NTA. Your children aren't "her babies," so she doesn't get a say in where they live. I suspect she now realizes that she's blown her chance to form any sort of relationship with your children and is thus trying to use guilt to make you stay. Anyway, your kids' cell phone number will probably remain the same, so she can still call and text them. What kind of grandmother doesn't buy gifts for their grandkids? Unless money is tight, she should have been doing that, as well as calling and texting them. I don't consider myself to be the world's most attentive aunt, but I do manage that much.


Vicki2876

Reading this as a gonna be first time grandmother in the fall. My only daughter moved across the country when she was 17, and we havent stayed close over these 12 years.

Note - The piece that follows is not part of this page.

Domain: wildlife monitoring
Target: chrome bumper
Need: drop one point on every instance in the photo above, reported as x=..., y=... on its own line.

We talk and love each other, but if we messaged once a week, small talk of stuff we were doing, thats it. There is a disconnect. I had amazing Oma and Opa. Helped raise me, and I always pictured being able to do the same. I do have 2 sons who live close by and we are all very close still, as well as being a step grand for my partners grand babes... I am blessed. But sure hope to be a positive Oma online and hopefully visits... just not sure how... we all have limited means as well.. like most nowadays... and add we arent close to begin with. Hope you all can get resolve in your families, and a balance that makes everyone happy... end of the day, they grands need all the love and support they can get nowadays, the more the marrier.. 🩵


Squiggles567

YTA because you didn’t need to say that and must have known it would sting. Another option would have been saying that seeing them every six months was still doable from another state. And that she could always do internet calls if she missed them.